I'm Vicky, and I'm an account director
Describe your job
I’m an Account Director, which means I’m the face of the agency to the client, and the face of the client to the agency.
It’s my job to immerse myself completely in my clients’ businesses, understand what their pain points are, and help them set marketing objectives to overcome those pain points. We’re often tasked with getting customers to spend more or sign up to services more frequently.
This is where the agency brief comes in! A need for some superstar creative brains to work out how we might communicate to customers and encourage them to take action. I’ll work with a client – and a brilliant agency strategist – to develop a creative brief, which will then be brought in house to be developed into comms, which could be anything from a social post, to a newspaper ad or 30 seconds on TV.
A huge part of my job is pushing the best possible creative solutions through the agency and helping the team to position it appropriately for the clients to want to buy it. Having that client relationship and knowledge of their business is most important at this stage – presenting the work and the price tag that comes with it! With any luck, it flies through approvals and we are good to get producing!
What are the most important skills you need to do your job?
Understanding people! Being able to read the room and support the work that is important to your team with bundles of enthusiasm. But also, knowing when enough is enough if at risk of pushing too hard. It’s our job to motivate, inspire and bring the client and agency teams together, with one shared vision.
It’s also important working agency side, to be creatively driven and super passionate about the work. The industry itself is no mean feet! But it is made up of a lot of brilliant grafters who are all ultimately striving for the same goal – to make the best, most effective, and most talked about creative work.
I left school and...
I made a last minute rash decision to ditch my Uni plans... Something to do with waking up one day and realising I didn’t want to be the wedding planner I thought I did back when I applied, aged 16.
I decided to trial the working world and apply for a completely different course for the following year – just in case. But once you start, it’s pretty hard to go back to a student life, so I stuck with it!

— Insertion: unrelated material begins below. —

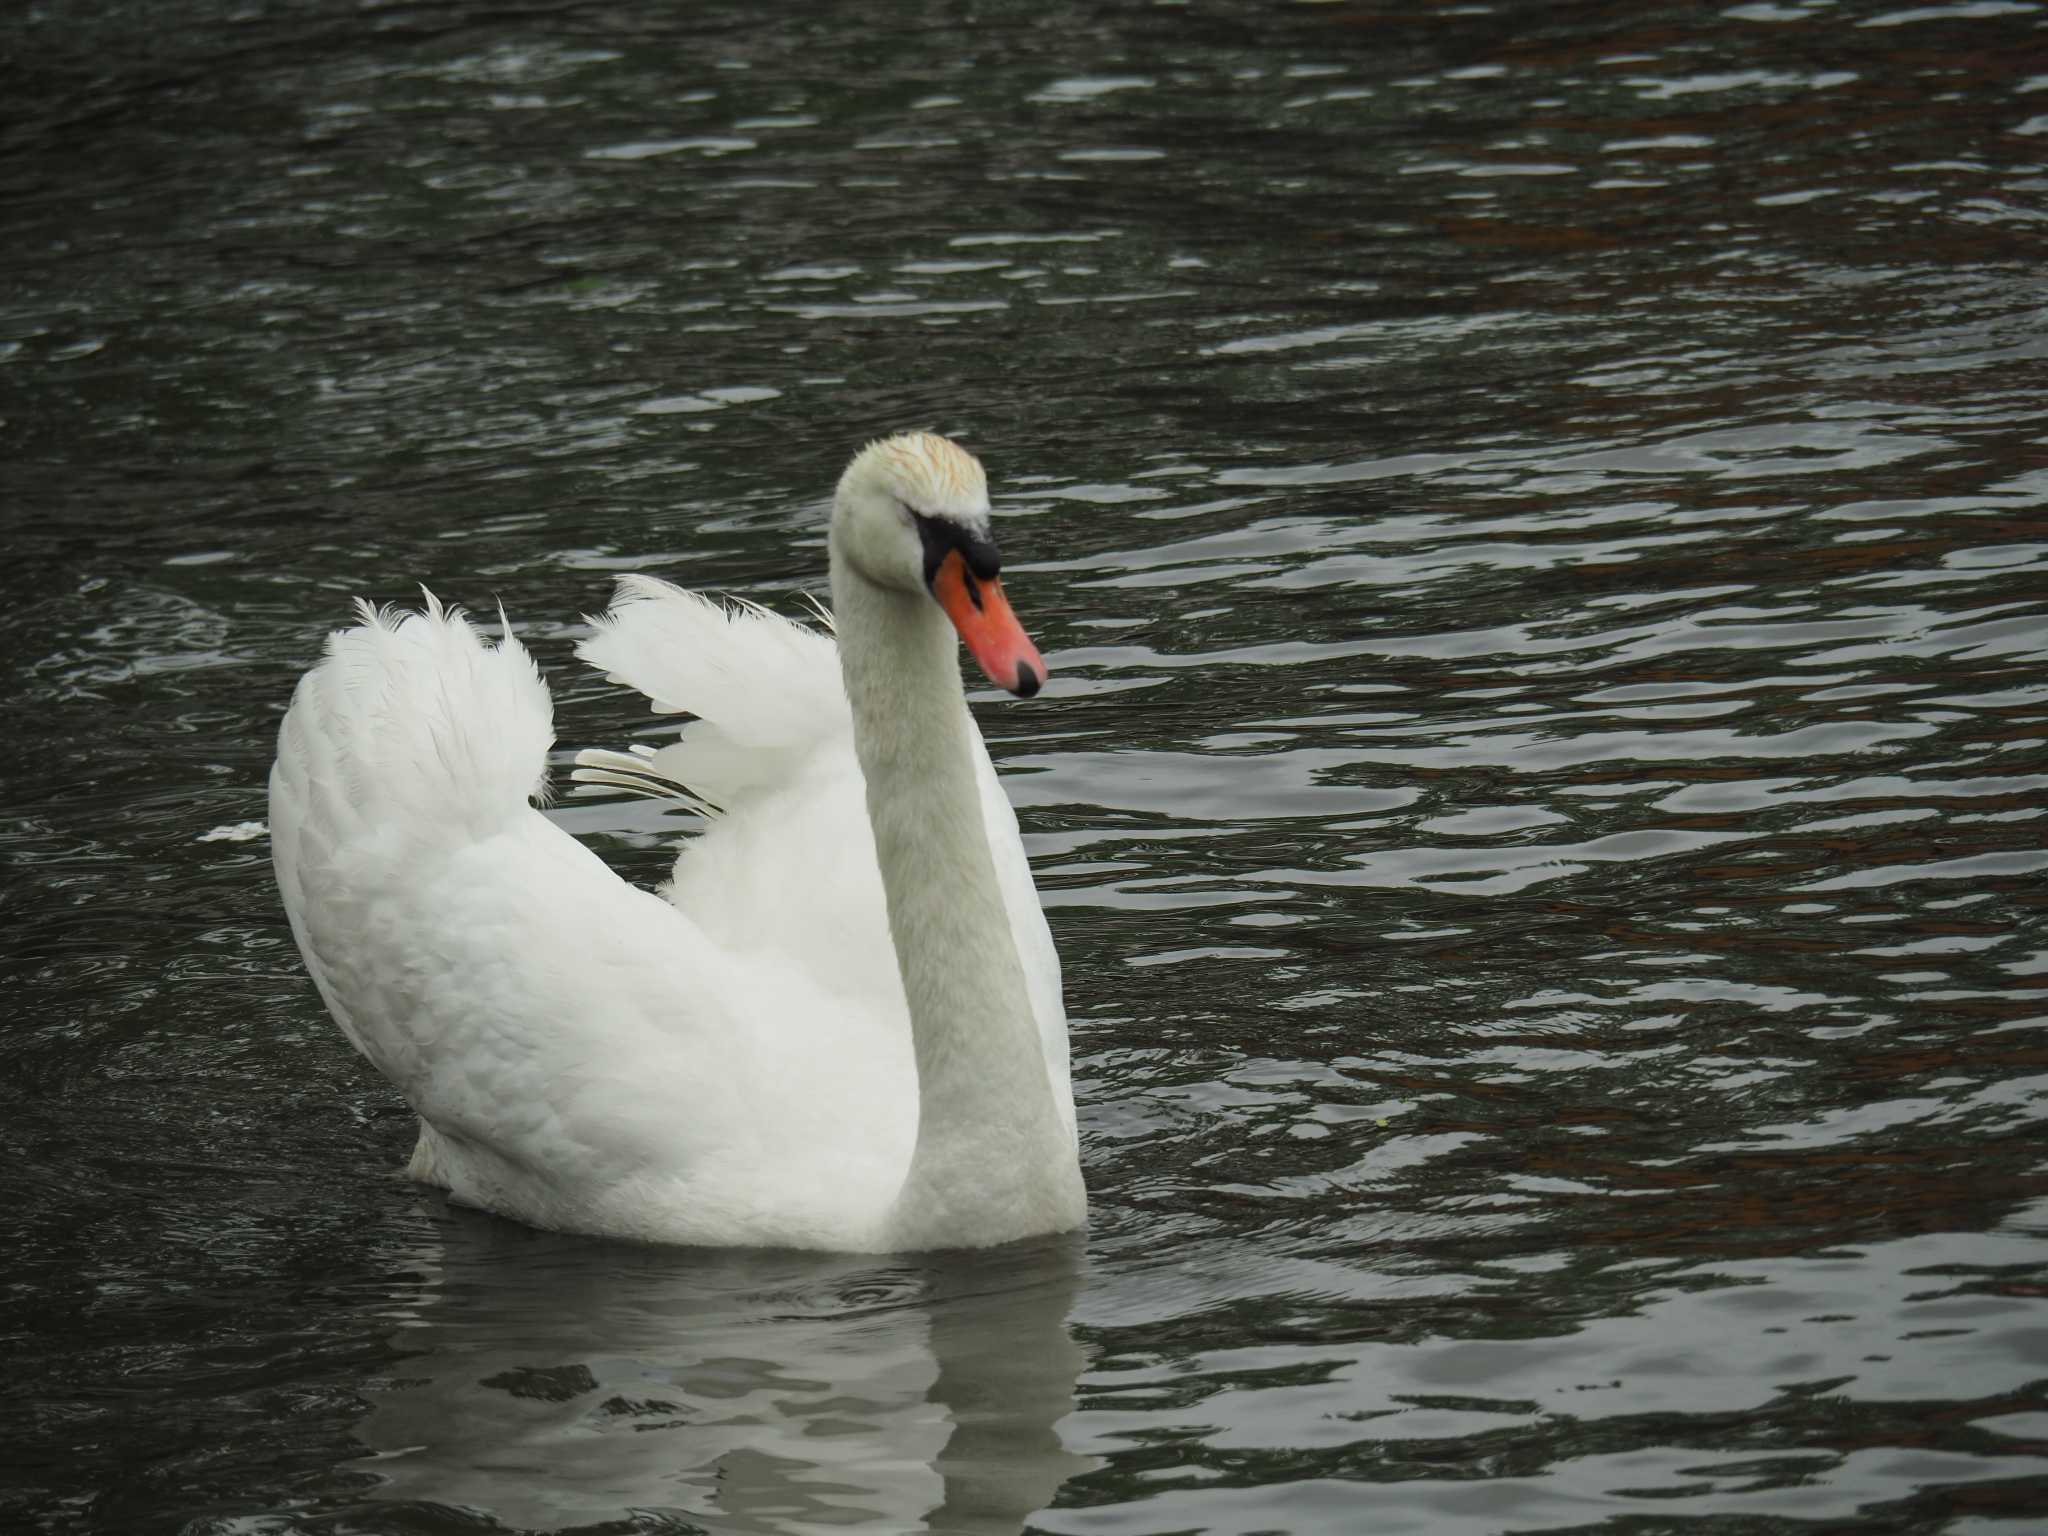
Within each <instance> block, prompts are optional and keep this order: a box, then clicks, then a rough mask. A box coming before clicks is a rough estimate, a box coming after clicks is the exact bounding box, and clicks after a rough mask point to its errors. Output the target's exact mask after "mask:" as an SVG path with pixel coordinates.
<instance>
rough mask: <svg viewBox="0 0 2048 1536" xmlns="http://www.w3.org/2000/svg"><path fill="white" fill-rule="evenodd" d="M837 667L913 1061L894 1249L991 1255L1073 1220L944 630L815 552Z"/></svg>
mask: <svg viewBox="0 0 2048 1536" xmlns="http://www.w3.org/2000/svg"><path fill="white" fill-rule="evenodd" d="M831 604H834V623H836V629H838V637H840V670H842V674H844V678H846V696H848V700H850V702H852V711H854V750H856V752H858V756H860V772H862V774H864V778H866V799H868V821H870V823H872V827H874V854H877V858H879V862H881V872H883V891H885V893H887V897H889V934H891V938H893V940H895V954H897V971H899V973H901V977H903V991H905V995H907V999H909V1018H911V1036H913V1040H915V1059H918V1149H915V1153H913V1157H911V1167H909V1178H907V1180H905V1184H903V1194H901V1196H899V1200H897V1227H899V1231H897V1233H893V1237H895V1239H897V1241H899V1243H901V1245H903V1247H924V1245H928V1239H926V1237H924V1233H928V1231H930V1233H936V1235H940V1239H942V1241H946V1243H958V1245H977V1243H995V1241H1004V1239H1008V1237H1020V1235H1026V1233H1042V1231H1051V1229H1057V1227H1069V1225H1073V1223H1075V1221H1077V1219H1079V1200H1081V1192H1079V1190H1081V1184H1079V1167H1077V1165H1075V1157H1073V1141H1071V1139H1069V1135H1067V1130H1065V1126H1063V1120H1061V1116H1059V1112H1057V1108H1055V1104H1053V1081H1051V1077H1049V1073H1047V1063H1044V1047H1042V1044H1040V1036H1038V1024H1036V1020H1034V1018H1032V1012H1030V995H1028V991H1026V985H1024V967H1022V963H1020V961H1018V950H1016V940H1014V938H1012V932H1010V915H1008V913H1006V909H1004V897H1001V887H999V885H997V881H995V860H993V856H991V854H989V838H987V829H985V825H983V819H981V786H979V782H977V750H975V737H973V731H975V725H973V719H971V717H969V713H967V700H965V698H963V694H961V662H958V645H956V637H954V633H952V627H950V625H948V623H946V616H944V612H940V608H938V604H936V602H932V600H930V598H926V596H924V594H899V592H891V590H887V588H881V586H877V584H874V582H870V580H866V578H864V575H860V573H858V571H856V569H852V565H848V563H846V561H844V559H842V555H840V551H838V547H834V555H831Z"/></svg>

After a few different jobs, I started to focus on a plan for the longer term. Marketing sparked some intrigue at the time, so I started in a small, independent shop which specialised mainly in branding. It was perfect to cement some good marketing knowledge, and allowed me to study a professional marketing course in the evenings, but I felt hungry for a faster paced life.
So I packed my bags for London and joined a wonderful advertising agency as an Account Manager on a luxury automotive account. There are lots of similarities in marketing and advertising agencies, but working on an automotive account was a huge baptism of fire – big production budgets, pretty full on clients, and lots of fast paced work. There was a huge work hard, play hard culture at the agency and I threw myself right in the midst of it all. It was an incredible experience, in which I made some lifelong friends, and would do all over again in a heartbeat. I enjoyed two brilliant years there but still feeling so new to the industry, I was keen to see what other agencies had in store.
I briefly freelanced before finding my feet at a wonderful small independent shop. I had moved from a 150+ network agency to one of 25 people - run by three superstar pals, with a very flat structure. Who knew it was possible to turn creative work around in 24 hours?!
There are some great benefits of small agency working – you can be incredibly nimble at responding to briefs and somehow, weirdly, you feel less of a standstill impact when the agency goes into pitch mode. Everyone played a huge role in the work and it was an agency of wonderfully talented people.
The social aspect will never quite live up to the early years within a network agency, but that was perfect for me at the time.
My partner and I made the big move to Melbourne 12 months ago – we were in the mood for a big change and wanted to see what life down under had to offer. It’s so liberating to up and leave and know no one in a completely new country, I would recommend it to anyone. Luckily the global advertising industry gives us great opportunities to move and still be able to work in the same roles in most big cities.
I had my eye on an agency I thought would be the perfect fit, but nothing secured before arriving. Thankfully, the stars have since aligned and I’m six months into the role, feeling like home away from home...
Before I started my career, I wish I knew…
Say yes to the small stuff.
If a client wants a bigger logo at the end of their ad – give them a bigger logo! It’s not going to ruin the work. Bide your time building your relationships so that when you push for something creatively, they hear you!
A mistake I made which you can avoid repeating is...
I wouldn’t recommend lying to clients! As an Account Manager on my first production, I was a little out of my depth and turned to a colleague for advice communicating a pretty serious last minute production change to the client… a very obvious lie to a very experienced client who, in turn, ate me alive for it.
I still shudder thinking about it now… That lesson was quickly learned!
So, what’s next?
I’m really enjoying soaking up the advertising world down under at the moment, but nothing compares to the buzz of the biz back in London! I will most definitely return in the next 2 years and look forward to seeing who’s making great work at that time.
The advertising industry is seriously competitive, so agencies tend to ride waves of greatness – the people making brilliant work now may be nowhere to be seen in 2 years’ time!